The "handsome youths" of Acrush routinely get love letters from female fans.

Boy bands are big news in China, and one of the hottest is Acrush, which has been touring the country for the past year and has nearly 900,000 followers on Weibo. (Compare that to Katy Perry who has about a million.)

Acrush has the boy band formula down—there's shy one, the smart one, the cocky one. The only thing is they're not boys—they're androgynous women.

Members Lu Keran, An Junxi, Peng Xichen, Min Junqian and Lin Fan are forbidden from discussing their sexuality publicly, but that hasn't stopped fans from fantasizing.

Some female admirers have dubbed Acrush members "husbands," and lead singer Lu told Quartz she gets love letters from women all the time.

"Of course I won’t like fans back," she says demurely.

The “A” in Acrush stands for stands for Adonis, the Greek paragon of male beauty. But the five young singers—all in their early 20s except Lin, who is 18—avoid using words like "boy" or "girl" to describe themselves.

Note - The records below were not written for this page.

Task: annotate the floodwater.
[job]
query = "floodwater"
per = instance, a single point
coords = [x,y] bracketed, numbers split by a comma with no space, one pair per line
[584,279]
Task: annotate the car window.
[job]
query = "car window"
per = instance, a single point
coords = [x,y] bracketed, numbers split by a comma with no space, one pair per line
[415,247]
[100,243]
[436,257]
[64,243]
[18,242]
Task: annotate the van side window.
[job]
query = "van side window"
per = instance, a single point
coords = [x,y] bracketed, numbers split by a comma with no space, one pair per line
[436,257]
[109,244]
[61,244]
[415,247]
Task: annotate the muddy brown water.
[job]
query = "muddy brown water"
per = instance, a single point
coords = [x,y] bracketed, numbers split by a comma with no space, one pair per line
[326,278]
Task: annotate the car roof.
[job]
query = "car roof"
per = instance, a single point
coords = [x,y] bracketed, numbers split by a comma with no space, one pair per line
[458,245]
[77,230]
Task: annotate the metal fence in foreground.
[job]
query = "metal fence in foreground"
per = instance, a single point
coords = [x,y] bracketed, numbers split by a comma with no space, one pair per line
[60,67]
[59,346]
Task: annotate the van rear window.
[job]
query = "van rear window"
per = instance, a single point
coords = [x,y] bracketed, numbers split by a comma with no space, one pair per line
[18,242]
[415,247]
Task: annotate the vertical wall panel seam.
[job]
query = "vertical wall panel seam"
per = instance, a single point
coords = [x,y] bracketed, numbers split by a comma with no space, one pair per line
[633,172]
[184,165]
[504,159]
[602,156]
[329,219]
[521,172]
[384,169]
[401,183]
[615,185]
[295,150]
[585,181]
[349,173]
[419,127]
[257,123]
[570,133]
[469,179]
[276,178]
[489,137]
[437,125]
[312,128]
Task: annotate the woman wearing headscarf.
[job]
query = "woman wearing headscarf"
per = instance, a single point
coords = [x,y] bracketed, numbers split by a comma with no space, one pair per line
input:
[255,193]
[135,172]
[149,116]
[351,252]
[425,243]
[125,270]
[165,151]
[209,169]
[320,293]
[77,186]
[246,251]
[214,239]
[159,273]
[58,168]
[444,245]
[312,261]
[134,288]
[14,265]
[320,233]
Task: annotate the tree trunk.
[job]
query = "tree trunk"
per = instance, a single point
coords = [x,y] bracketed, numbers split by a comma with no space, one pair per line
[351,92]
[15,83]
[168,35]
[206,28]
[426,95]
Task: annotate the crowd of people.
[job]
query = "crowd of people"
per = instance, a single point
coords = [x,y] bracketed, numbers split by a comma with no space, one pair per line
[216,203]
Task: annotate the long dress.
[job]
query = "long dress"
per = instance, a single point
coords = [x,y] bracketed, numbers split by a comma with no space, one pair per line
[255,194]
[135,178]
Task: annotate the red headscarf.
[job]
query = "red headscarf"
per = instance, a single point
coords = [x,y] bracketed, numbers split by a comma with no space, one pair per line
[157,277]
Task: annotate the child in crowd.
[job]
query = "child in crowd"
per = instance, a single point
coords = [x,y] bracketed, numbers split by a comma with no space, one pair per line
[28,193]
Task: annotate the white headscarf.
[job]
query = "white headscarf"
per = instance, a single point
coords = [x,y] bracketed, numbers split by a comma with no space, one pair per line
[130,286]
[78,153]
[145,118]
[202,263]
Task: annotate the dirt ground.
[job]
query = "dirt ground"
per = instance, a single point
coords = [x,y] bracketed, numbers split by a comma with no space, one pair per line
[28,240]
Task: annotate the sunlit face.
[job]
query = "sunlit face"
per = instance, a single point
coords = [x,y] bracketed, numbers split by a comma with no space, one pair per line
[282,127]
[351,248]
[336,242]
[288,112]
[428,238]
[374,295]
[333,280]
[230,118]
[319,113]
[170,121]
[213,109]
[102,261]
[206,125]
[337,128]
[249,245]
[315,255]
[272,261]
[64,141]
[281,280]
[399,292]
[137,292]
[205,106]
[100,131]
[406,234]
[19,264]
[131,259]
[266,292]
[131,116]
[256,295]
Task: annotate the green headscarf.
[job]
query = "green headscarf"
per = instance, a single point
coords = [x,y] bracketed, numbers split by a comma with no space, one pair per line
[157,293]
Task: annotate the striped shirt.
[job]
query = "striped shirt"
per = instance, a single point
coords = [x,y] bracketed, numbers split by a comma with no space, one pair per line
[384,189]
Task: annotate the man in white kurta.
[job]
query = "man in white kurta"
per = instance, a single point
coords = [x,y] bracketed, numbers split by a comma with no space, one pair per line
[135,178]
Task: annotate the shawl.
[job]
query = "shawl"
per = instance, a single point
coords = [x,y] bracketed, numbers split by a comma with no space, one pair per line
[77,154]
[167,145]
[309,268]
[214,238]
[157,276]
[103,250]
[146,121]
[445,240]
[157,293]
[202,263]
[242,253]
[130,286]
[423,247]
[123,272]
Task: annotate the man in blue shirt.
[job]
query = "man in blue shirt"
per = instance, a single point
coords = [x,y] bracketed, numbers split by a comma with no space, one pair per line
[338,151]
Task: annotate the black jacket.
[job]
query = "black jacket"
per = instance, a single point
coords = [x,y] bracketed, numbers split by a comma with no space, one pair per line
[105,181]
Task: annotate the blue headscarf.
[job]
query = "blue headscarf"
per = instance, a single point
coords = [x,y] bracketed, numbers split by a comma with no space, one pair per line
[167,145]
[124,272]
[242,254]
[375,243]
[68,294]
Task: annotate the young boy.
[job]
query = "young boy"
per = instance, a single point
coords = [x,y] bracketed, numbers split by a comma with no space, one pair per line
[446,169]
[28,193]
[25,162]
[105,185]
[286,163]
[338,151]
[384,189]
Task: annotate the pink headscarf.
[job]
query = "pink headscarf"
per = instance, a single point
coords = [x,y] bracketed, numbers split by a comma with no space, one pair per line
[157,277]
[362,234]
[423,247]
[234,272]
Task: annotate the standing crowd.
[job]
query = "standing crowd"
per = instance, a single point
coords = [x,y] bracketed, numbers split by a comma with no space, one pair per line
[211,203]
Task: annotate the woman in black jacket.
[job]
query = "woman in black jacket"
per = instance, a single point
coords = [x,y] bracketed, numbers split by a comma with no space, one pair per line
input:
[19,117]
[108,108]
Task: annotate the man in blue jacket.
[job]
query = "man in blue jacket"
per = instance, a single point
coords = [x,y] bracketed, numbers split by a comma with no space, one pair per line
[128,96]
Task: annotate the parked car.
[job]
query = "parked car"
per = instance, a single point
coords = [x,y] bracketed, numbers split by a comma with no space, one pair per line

Instead they favor meishaonian, a Chinese term translating roughly to "handsome youths."

Their agent, Zhou Xiaobai, says the band is about “advocating freedom, not bounded by frames."

Acrush isn't the first all-girl "boy band" to emerge from Asia: In Taiwan, where butch lesbians often self-identify as tomboys (and femmes go by "wives"), Misster, a pop quintet of five tomboys hit the pop charts in 2011 with "Super Lover."

As with anyone garnering attention on social media, Acrush has its share of haters: About 15% of their Weibo followers are anti-fans, only there to harass them about their boyish looks.

Lu is used to it, though: She's been dressing like a tomboy since she was a kid, when she was called "little boy." She's even been stopped using the women's restroom.

As part of a governmental effort to popularize soccer, Acrush and other pop groups have been bundled into the "Fantasy Football Confederation." (The band's formal name is actually FCC-Acrush). All FCC bands had to learn to play soccer and incorporate the sport into their stage show.

Lu admits she never played before joining Acrush, but says she enjoys the training, “even if we get injuries sometimes.”